Mon Oct 22, 2007 at 11:52

by Kerry Trueman, Eating Liberally

I'm fond of dogs, but there's one breed that makes me gag: the Bush Dog Democrat. Bush Dogs evolved from the sadly not-yet-extinct DINO (Democrat in Name Only) and you'll find them dutifully toddling along at the heels of our Heel-in-Command, taking the Decider's side, and generally pooping on their party's principles.

Take Collin Peterson, the Minnesota Democrat who's chairman of the House of Representatives agricultural committee. Last week, Peterson pooh-poohed the notion that the farm bill should offer more support for organic farmers, telling the Financial Times that organic farming's share of the market is doing just fine and dandy without any assistance:

It is growing, and it has nothing to do with the government, and that is good...for whatever reason, people are willing to pay two or three times as much for something that says 'organic' or 'local'. Far be it from me to understand what that's about, but that's reality. And if people are dumb enough to pay that much then hallelujah.

Well, he's only head of the ag committee, and he did grow up on a farm, so it's not unreasonable to think that Peterson might be conversant with the issues that compel so many consumers to seek out -- and pay more for -- organic and local foods.

Yet Peterson pretends to be puzzled by the boom in organic food sales, and can only conclude that those of us who frequent the farmers' markets and pay a premium for organic foods must be morons.

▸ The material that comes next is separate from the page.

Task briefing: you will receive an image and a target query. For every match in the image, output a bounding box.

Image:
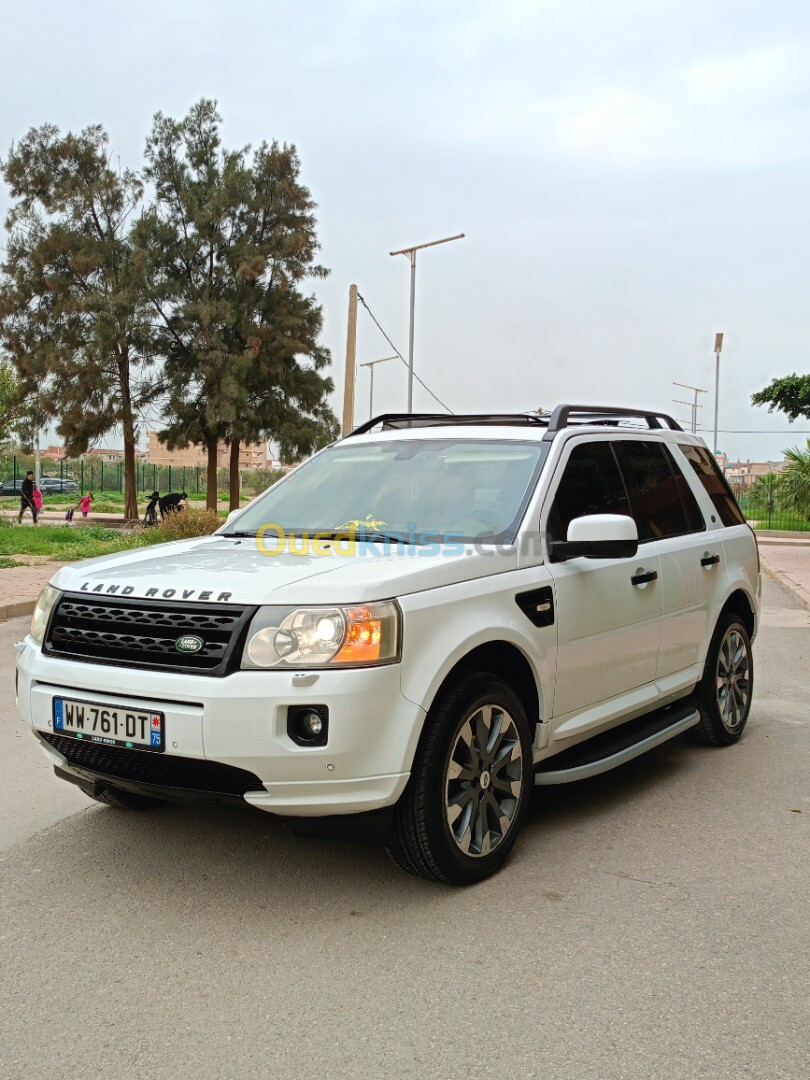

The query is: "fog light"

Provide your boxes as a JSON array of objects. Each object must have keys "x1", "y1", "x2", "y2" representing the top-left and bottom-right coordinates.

This would be merely galling if Peterson were just some agribiz flunky. Coming from the head of the House ag committee, though, it's appalling. Here's the guy who has the power to rewrite our agricultural policies to encourage more sustainable farming practices, healthier school lunches, revitalized rural communities, better land stewardship -- you know, all that crunchy granola stuff that forms the mainstay of the liberal elite diet -- and he turns out to be, well, an agribiz flunky.